Да, а вот петербуржцы не очень боятся пожаров и наводнений (к ним они давно привыкли) зато страшно боятся Засора.

Поэтому в каждой петербуржской квартире все сливные отверстия, ведущие в канализационные трубы, обязательно закрыты как минимум одним, а то и сразу тремя ситечками и решёточками. Когда в этих ситечках накапливается достаточно волос, высморканных из носа козулей и прочей человеческой и нечеловеческой чешуи, петербуржцы любуются на них и радуются: вот как хорошо! а ведь могло всё попасть в трубы и вызвать Засор.

Какой-нибудь глупый приезжий поначалу никак не может этого понять: бывают ведь разные устройства против Засора — вантуз, например, или жидкость может быть специальная. Но на него посмотрят с сожалением, как на всякого приезжего: разве же может какой-то там глупый резиновый вантуз спасти от Засора? Засор — это Засор.

Ведь при Засоре что происходит? Всех жителей временно выселяют из дома на два года (это так говорят, что на два, а на самом деле навсегда) куда-нибудь в актовый зал школы-интерната на улице Партизана Германа, Матроса Дыбенко или Солдата Корзуна. После этого дом разбирают, выламывают из него трубы и оставляют всё просто так валяться, пока куда-нибудь само не денется. Раньше такое могло долго валяться — даже деревья успевали на развалинах вырасти, а сейчас нет, сейчас времена другие: уже через два дня на месте бывшего дома появляется что-нибудь очень грозное с непрозрачными стёклами и электрическими воротами.

А жители всё живут в актовом зале, живут. Те, кто умеет, рожают детей, а остальные пишут каждый день коллективное письмо Губернатору. И Губернатор все эти письма читает и плачет, потому что она тоже мать и тоже женщина.

И у неё дома тоже в каждом сливном отверстии лежат на всякий случай по две решёточки.

Деревня. ноябрь. энтропия

Тут всё очень близко и очень вещественно. Грязно, тускло и везде, абсолютно везде крысиное говно. На обеденном столе, в твоей кружке, в постели — везде. Месяц назад ты думал, что отвоевал у энтропии ну хотя бы вот этот небольшой плацдарм: а вот хуй тебе — именно на этом плацдарме будет насрано в два раза гуще, ибо энтропия тоже себе там чего-то думает.

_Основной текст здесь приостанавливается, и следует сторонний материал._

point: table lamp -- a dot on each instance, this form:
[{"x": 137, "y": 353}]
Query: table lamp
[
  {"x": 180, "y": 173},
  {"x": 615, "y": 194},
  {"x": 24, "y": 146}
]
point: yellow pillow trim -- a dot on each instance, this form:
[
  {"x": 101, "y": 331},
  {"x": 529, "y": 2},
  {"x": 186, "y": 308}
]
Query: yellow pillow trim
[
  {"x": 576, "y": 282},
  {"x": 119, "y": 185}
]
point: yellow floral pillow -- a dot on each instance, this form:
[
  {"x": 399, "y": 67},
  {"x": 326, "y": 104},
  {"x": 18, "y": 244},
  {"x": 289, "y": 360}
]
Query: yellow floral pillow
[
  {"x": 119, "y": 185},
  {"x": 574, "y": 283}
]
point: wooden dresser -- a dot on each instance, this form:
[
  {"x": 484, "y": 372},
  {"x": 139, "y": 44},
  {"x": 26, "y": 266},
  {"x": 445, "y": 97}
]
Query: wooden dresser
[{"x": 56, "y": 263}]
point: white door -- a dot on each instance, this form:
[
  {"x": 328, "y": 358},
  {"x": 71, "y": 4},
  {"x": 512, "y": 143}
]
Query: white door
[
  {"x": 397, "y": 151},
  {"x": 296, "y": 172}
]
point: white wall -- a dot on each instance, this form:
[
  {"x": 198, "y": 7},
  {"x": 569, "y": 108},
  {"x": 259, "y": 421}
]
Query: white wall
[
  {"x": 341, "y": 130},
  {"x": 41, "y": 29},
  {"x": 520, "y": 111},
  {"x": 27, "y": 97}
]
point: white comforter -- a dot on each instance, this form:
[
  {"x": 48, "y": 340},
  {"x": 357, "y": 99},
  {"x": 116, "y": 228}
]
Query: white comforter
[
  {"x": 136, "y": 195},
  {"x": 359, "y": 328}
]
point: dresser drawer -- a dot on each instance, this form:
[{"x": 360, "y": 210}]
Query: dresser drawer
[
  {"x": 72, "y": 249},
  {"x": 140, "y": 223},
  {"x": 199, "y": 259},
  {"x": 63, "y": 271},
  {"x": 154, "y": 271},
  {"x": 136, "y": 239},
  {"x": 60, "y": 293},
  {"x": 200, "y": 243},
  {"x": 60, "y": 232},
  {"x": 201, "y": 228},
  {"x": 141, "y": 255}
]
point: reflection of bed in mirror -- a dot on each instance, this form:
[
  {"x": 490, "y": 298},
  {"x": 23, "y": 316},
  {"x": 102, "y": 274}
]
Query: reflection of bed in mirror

Да ну и что — выметаешь опять, хотя знаешь, что это не кончится никогда, потому что она не убывает, да и хуй с ней.

Другая жизнь. Петербург

Всякий раз, когда я возвращаюсь в этот город и спускаюсь в подземную трубу возле Витебского вокзала, я напоминаю сам себе радиста Володю из кинофильма «Вертикаль», который я в последний раз смотрел в далёком детстве — лет в пять, что ли, или, может быть, шесть. Там этот радист после совершённых в горах подвигов тоже выходил из поезда на площадь трёх вокзалов и шёл в толпе скучных утренних жителей, в точности такой же, как они, и куда-то среди них исчезал.